Re: EEVDF and NUMA balancing

From: Julia Lawall
Date: Fri Jan 19 2024 - 06:34:08 EST




On Fri, 19 Jan 2024, Vincent Guittot wrote:

> On Thu, 18 Jan 2024 at 23:13, Julia Lawall <julia.lawall@xxxxxxxx> wrote:
> >
> >
> >
> > On Thu, 18 Jan 2024, Vincent Guittot wrote:
> >
> > > Hi Julia,
> > >
> > > Sorry for the delay. I have been involved on other perf regression
> > >
> > > On Fri, 5 Jan 2024 at 18:27, Julia Lawall <julia.lawall@xxxxxxxx> wrote:
> > > >
> > > >
> > > >
> > > > On Fri, 5 Jan 2024, Julia Lawall wrote:
> > > >
> > > > >
> > > > >
> > > > > On Fri, 5 Jan 2024, Vincent Guittot wrote:
> > > > >
> > > > > > On Fri, 5 Jan 2024 at 15:51, Julia Lawall <julia.lawall@xxxxxxxx> wrote:
> > > > > > >
> > > > > > > > Your system is calling the polling mode and not the default
> > > > > > > > cpuidle_idle_call() ? This could explain why I don't see such problem
> > > > > > > > on my system which doesn't have polling
> > > > > > > >
> > > > > > > > Are you forcing the use of polling mode ?

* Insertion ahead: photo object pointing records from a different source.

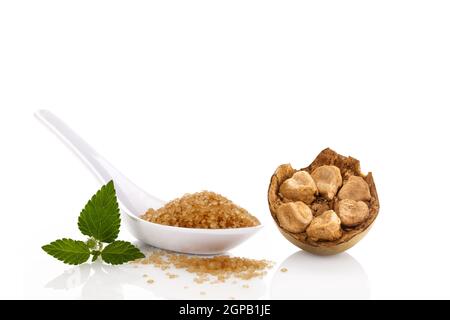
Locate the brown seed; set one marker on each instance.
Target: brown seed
(327, 226)
(351, 212)
(301, 187)
(294, 216)
(356, 188)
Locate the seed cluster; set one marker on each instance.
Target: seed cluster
(206, 210)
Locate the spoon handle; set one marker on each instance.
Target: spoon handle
(136, 200)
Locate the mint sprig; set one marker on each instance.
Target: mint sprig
(100, 220)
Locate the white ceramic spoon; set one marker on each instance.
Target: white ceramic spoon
(135, 201)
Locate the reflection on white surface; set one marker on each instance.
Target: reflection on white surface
(316, 277)
(101, 281)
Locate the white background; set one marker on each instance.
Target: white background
(190, 95)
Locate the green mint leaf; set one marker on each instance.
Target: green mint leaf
(95, 255)
(68, 251)
(100, 218)
(120, 252)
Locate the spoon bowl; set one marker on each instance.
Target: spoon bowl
(134, 202)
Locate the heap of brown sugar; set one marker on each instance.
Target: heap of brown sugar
(206, 210)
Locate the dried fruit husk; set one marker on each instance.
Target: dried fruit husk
(348, 166)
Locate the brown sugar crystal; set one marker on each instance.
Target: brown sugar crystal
(205, 210)
(209, 269)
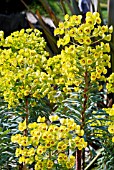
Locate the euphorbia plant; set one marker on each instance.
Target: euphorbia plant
(79, 72)
(48, 143)
(72, 80)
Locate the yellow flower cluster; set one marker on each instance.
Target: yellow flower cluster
(83, 51)
(110, 84)
(48, 144)
(110, 111)
(22, 65)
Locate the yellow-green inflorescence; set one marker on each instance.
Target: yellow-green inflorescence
(85, 49)
(22, 64)
(49, 143)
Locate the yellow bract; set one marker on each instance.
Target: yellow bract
(45, 139)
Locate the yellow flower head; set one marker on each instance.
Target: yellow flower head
(22, 126)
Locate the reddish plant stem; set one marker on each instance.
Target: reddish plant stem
(27, 114)
(78, 159)
(80, 156)
(25, 133)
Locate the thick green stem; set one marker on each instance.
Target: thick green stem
(78, 159)
(25, 133)
(79, 154)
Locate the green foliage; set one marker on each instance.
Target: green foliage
(8, 126)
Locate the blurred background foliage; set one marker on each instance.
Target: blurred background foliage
(9, 119)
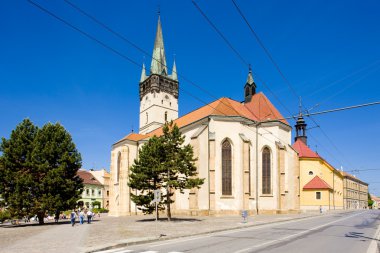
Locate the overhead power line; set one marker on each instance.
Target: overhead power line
(283, 76)
(132, 61)
(338, 109)
(265, 49)
(237, 53)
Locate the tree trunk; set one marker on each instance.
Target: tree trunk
(168, 205)
(41, 216)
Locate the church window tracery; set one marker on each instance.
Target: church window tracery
(118, 167)
(266, 171)
(226, 168)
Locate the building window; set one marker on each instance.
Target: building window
(266, 172)
(226, 168)
(118, 167)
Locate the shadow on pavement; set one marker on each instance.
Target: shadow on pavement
(359, 235)
(172, 220)
(34, 224)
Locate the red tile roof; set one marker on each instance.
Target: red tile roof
(317, 183)
(345, 174)
(87, 177)
(303, 150)
(258, 109)
(263, 109)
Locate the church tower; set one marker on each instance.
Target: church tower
(249, 87)
(301, 129)
(158, 90)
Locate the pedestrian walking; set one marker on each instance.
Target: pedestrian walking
(89, 216)
(56, 216)
(81, 217)
(73, 216)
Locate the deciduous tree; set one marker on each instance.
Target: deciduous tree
(39, 171)
(166, 164)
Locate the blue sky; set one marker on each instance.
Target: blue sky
(328, 50)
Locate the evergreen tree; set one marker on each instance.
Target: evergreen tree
(165, 164)
(39, 170)
(147, 175)
(16, 182)
(179, 163)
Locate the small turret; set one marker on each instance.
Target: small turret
(249, 87)
(143, 74)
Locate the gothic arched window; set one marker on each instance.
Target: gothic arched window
(247, 91)
(226, 168)
(266, 172)
(118, 167)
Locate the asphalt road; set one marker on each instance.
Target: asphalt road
(345, 232)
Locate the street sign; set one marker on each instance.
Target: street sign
(157, 196)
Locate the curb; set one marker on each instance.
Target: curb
(126, 244)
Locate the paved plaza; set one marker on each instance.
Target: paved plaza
(107, 232)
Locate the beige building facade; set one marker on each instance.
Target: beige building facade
(355, 192)
(243, 149)
(104, 178)
(321, 184)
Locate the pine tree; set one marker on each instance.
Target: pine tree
(179, 163)
(16, 182)
(39, 170)
(147, 175)
(164, 164)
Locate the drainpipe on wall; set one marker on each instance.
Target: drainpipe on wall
(334, 189)
(257, 168)
(208, 165)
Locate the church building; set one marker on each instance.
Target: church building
(243, 148)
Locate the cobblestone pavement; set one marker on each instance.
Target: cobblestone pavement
(105, 232)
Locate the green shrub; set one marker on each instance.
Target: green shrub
(100, 210)
(4, 215)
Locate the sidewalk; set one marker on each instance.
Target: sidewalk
(107, 232)
(122, 231)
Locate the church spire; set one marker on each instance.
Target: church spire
(143, 74)
(301, 127)
(250, 78)
(249, 87)
(174, 75)
(158, 65)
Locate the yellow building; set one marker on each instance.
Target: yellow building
(321, 185)
(355, 192)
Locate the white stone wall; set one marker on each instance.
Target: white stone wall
(230, 129)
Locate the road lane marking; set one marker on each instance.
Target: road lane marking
(119, 250)
(373, 246)
(294, 235)
(210, 234)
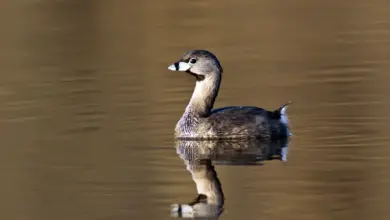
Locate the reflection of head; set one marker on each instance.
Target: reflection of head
(199, 157)
(210, 199)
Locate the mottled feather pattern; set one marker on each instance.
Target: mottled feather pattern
(232, 123)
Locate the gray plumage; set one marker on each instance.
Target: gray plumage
(200, 121)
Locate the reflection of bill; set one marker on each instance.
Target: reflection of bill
(210, 199)
(199, 157)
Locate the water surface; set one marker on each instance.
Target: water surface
(87, 106)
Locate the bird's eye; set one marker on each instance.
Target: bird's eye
(192, 60)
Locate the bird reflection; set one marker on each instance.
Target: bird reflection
(200, 158)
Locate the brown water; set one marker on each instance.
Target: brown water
(87, 106)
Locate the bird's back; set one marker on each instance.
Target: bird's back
(237, 122)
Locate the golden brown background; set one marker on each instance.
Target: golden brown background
(87, 106)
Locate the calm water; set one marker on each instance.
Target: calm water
(88, 107)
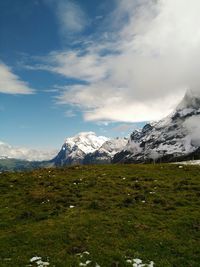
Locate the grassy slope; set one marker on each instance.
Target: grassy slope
(113, 218)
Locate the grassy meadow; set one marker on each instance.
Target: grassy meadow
(106, 215)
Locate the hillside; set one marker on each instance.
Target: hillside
(103, 216)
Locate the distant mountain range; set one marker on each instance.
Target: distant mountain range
(174, 138)
(87, 148)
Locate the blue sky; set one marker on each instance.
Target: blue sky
(68, 66)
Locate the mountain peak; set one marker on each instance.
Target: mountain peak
(191, 100)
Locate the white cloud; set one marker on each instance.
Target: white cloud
(142, 71)
(71, 17)
(11, 83)
(8, 151)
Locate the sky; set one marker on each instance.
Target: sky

> > > > > > > > If yes, could you check that this problem disappears without forcing
> > > > > > > > polling mode ?
> > > > > > >
> > > > > > > I expanded the code in do_idle to:
> > > > > > >
> > > > > > > if (cpu_idle_force_poll) { c1++;
> > > > > > > tick_nohz_idle_restart_tick();
> > > > > > > cpu_idle_poll();
> > > > > > > } else if (tick_check_broadcast_expired()) { c2++;
> > > > > > > tick_nohz_idle_restart_tick();
> > > > > > > cpu_idle_poll();
> > > > > > > } else { c3++;
> > > > > > > cpuidle_idle_call();
> > > > > > > }
> > > > > > >
> > > > > > > Later, I have:
> > > > > > >
> > > > > > > trace_printk("force poll: %d: c1: %d, c2: %d, c3: %d\n",cpu_idle_force_poll, c1, c2, c3);
> > > > > > > flush_smp_call_function_queue();
> > > > > > > schedule_idle();
> > > > > > >
> > > > > > > force poll, c1 and c2 are always 0, and c3 is always some non-zero value.

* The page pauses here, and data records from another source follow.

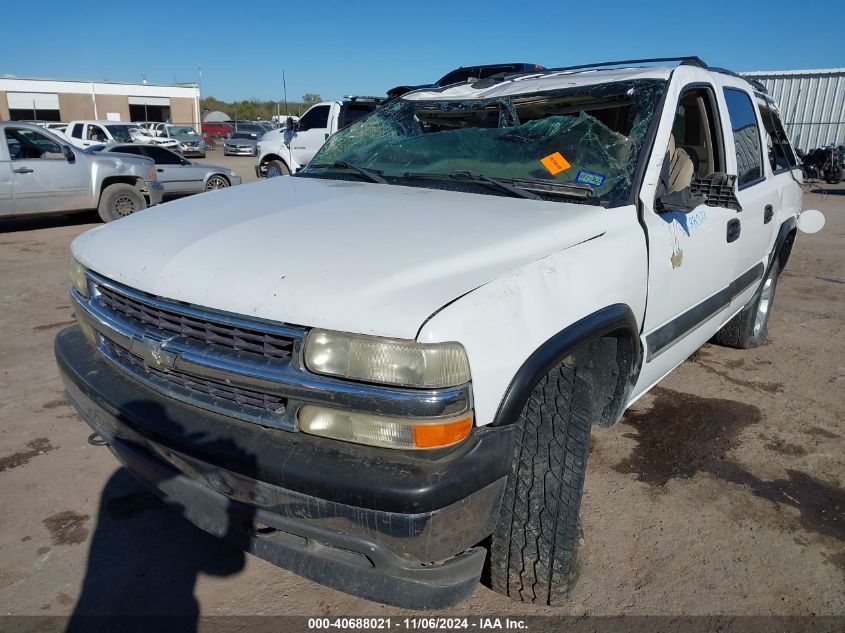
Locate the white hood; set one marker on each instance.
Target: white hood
(356, 257)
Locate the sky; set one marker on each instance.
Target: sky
(366, 47)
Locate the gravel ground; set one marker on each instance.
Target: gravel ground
(721, 492)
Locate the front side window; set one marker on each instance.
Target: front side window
(694, 148)
(746, 135)
(587, 138)
(316, 118)
(24, 143)
(162, 156)
(125, 133)
(779, 150)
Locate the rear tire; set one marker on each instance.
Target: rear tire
(277, 168)
(750, 328)
(119, 200)
(216, 182)
(533, 551)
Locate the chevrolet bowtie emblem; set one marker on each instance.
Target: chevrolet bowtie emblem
(152, 353)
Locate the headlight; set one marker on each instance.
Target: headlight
(77, 277)
(382, 431)
(384, 360)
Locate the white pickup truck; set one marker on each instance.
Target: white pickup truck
(282, 152)
(400, 359)
(40, 174)
(89, 133)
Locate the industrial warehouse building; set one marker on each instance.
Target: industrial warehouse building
(58, 100)
(811, 102)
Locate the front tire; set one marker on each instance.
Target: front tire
(750, 328)
(216, 182)
(533, 551)
(277, 168)
(119, 200)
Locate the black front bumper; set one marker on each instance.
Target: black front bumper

> > > > > > > Sometimes small (often 1), and sometimes large (304 or 305).
> > > > > > >
> > > > > > > So I don't think it's calling cpu_idle_poll().
> > > > > >
> > > > > > I agree that something else
> > > > > >
> > > > > > >
> > > > > > > x86 has TIF_POLLING_NRFLAG defined to be a non zero value, which I think
> > > > > > > is sufficient to cause the issue.
> > > > > >
> > > > > > Could you trace trace_sched_wake_idle_without_ipi() ans csd traces as well ?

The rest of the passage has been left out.